The temporal analysis of IRF parameters, including spatial resolution, ISLR, indicated consistent and reliable performance of Sentinel-1A. The spatial resolution of CR responses aligned closely with the theoretical expectations for the IW swath, with minor discrepancies attributed to potential processing issues such as inaccurate orbit data.

Both the integral and peak methods for RCS estimation provided results close to the theoretical values, with mean estimated RCS values slightly below the RCS_T for a 1.5 m CR at C-band. The SCR estimates confirmed the high-intensity and stable backscatter response required for accurate CR identification in SAR imagery. Furthermore, the analysis of phase stability and corresponding slant distance errors in LoS ensured that the SCR phase variance remained unbiased, with average displacement errors in LoS well within acceptable limits.
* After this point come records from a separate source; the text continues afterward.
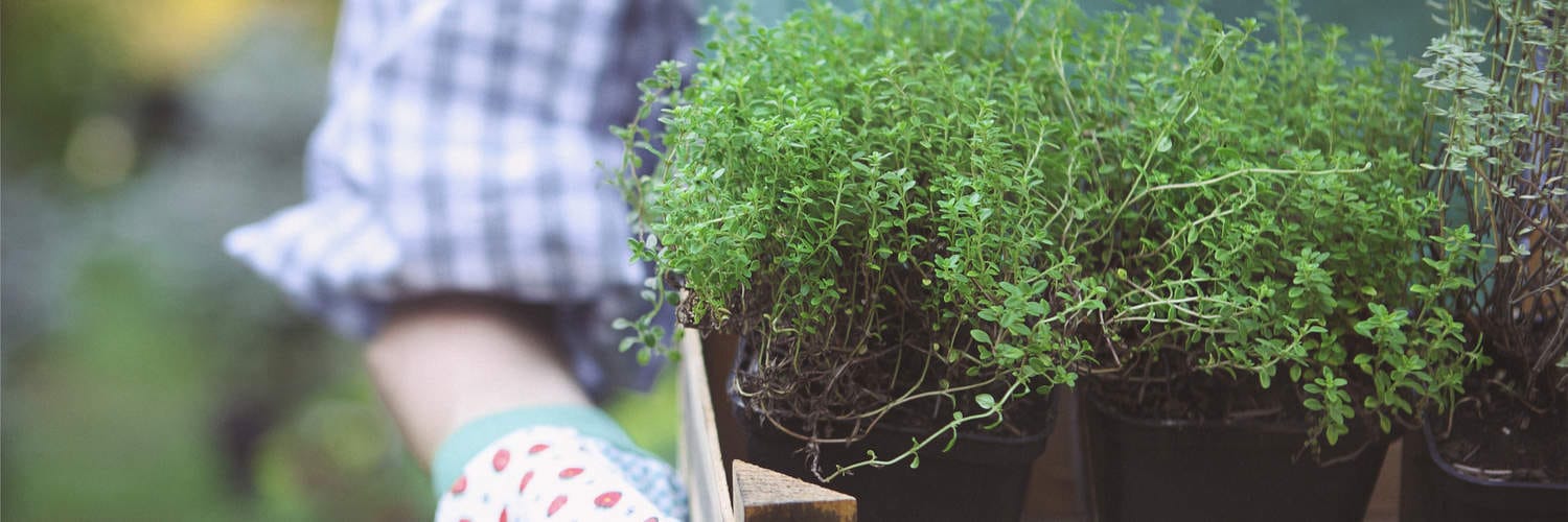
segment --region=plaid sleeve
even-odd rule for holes
[[[354,337],[431,292],[615,309],[646,274],[596,163],[693,34],[684,0],[348,0],[307,199],[226,248]]]

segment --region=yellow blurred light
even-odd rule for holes
[[[136,138],[125,121],[111,114],[82,121],[66,141],[66,172],[89,188],[124,182],[135,163]]]
[[[180,80],[234,38],[257,0],[97,2],[141,82]]]

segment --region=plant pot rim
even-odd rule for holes
[[[1466,484],[1477,486],[1477,488],[1491,488],[1491,489],[1541,489],[1541,491],[1562,491],[1562,492],[1568,494],[1568,481],[1563,481],[1563,483],[1523,483],[1523,481],[1508,481],[1508,480],[1480,480],[1480,478],[1471,477],[1471,475],[1468,475],[1468,473],[1460,472],[1458,469],[1455,469],[1452,462],[1443,459],[1443,453],[1438,451],[1438,437],[1436,437],[1436,434],[1432,433],[1432,420],[1430,419],[1427,422],[1421,423],[1421,434],[1422,434],[1422,437],[1421,437],[1422,444],[1427,445],[1427,458],[1430,458],[1432,464],[1436,464],[1438,469],[1441,469],[1444,473],[1447,473],[1454,480],[1458,480],[1458,481],[1463,481]]]
[[[1134,426],[1143,426],[1143,428],[1178,428],[1178,430],[1234,430],[1234,428],[1245,428],[1245,430],[1256,430],[1256,431],[1270,433],[1270,434],[1276,434],[1276,433],[1278,434],[1290,434],[1290,433],[1305,433],[1306,431],[1306,425],[1305,423],[1300,425],[1300,426],[1292,426],[1292,425],[1279,423],[1279,422],[1228,422],[1228,420],[1214,420],[1214,419],[1151,419],[1151,417],[1137,417],[1137,415],[1124,414],[1124,412],[1121,412],[1121,411],[1118,411],[1115,408],[1109,408],[1107,403],[1104,400],[1101,400],[1096,393],[1082,393],[1082,397],[1096,411],[1099,411],[1099,414],[1107,415],[1107,417],[1113,417],[1118,422],[1124,422],[1124,423],[1129,423],[1129,425],[1134,425]]]
[[[746,404],[746,401],[740,397],[740,389],[735,384],[735,375],[740,373],[740,368],[748,361],[750,361],[750,351],[746,350],[745,335],[740,335],[739,337],[739,345],[737,345],[737,350],[735,350],[735,361],[734,361],[734,364],[729,368],[729,379],[724,384],[724,395],[729,398],[729,406],[735,411],[735,419],[753,422],[753,420],[760,419],[762,412],[759,412],[759,411],[753,409],[750,404]],[[1049,414],[1051,420],[1046,422],[1035,433],[1027,433],[1027,434],[1022,434],[1022,436],[1005,436],[1005,434],[993,434],[993,433],[958,431],[958,442],[971,442],[971,444],[966,445],[966,444],[955,442],[955,447],[952,448],[952,451],[942,451],[942,453],[963,453],[963,451],[960,451],[961,447],[972,447],[974,444],[991,445],[991,447],[1041,447],[1043,448],[1046,445],[1046,440],[1051,437],[1051,433],[1055,430],[1055,423],[1057,423],[1055,408],[1057,408],[1057,403],[1060,400],[1062,400],[1060,390],[1057,390],[1055,387],[1052,387],[1052,390],[1047,393],[1046,406],[1044,406],[1044,408],[1051,409],[1051,414]],[[881,436],[878,436],[878,434],[881,434]],[[930,434],[928,430],[919,430],[919,428],[911,428],[911,426],[903,426],[903,425],[897,425],[897,423],[887,422],[887,423],[878,423],[875,431],[869,431],[859,440],[847,442],[847,444],[834,442],[834,444],[826,444],[826,445],[845,445],[845,447],[848,447],[848,445],[858,445],[858,444],[869,445],[869,444],[873,444],[877,439],[891,437],[891,436],[897,436],[897,437],[905,437],[905,436],[924,437],[924,436],[928,436],[928,434]],[[775,436],[789,437],[792,440],[800,440],[800,439],[790,437],[790,436],[782,434],[782,433],[775,434]],[[947,439],[936,439],[936,440],[931,440],[931,444],[942,444],[942,445],[946,445],[946,440]],[[801,442],[804,442],[804,440],[801,440]]]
Geometric calibration through comparison of pixel coordinates with surveyed CR positions revealed that geometric accuracy in SAR images is influenced from several factors such as atmospheric conditions and Earth dynamics which introduced potential displacement shifts, necessitating post-processing corrections. The ALE analysis has proven effective in mitigating atmospheric and dynamic Earth influences, ensuring localization accuracy.

Concordantly, the CyCLOPS infrastructure is a state-of-the-art, reliable unit for radiometric calibration and validation of SAR products, which will contribute significantly to the precision and reliability of SAR imaging, crucial for various applications such as crustal movement monitoring.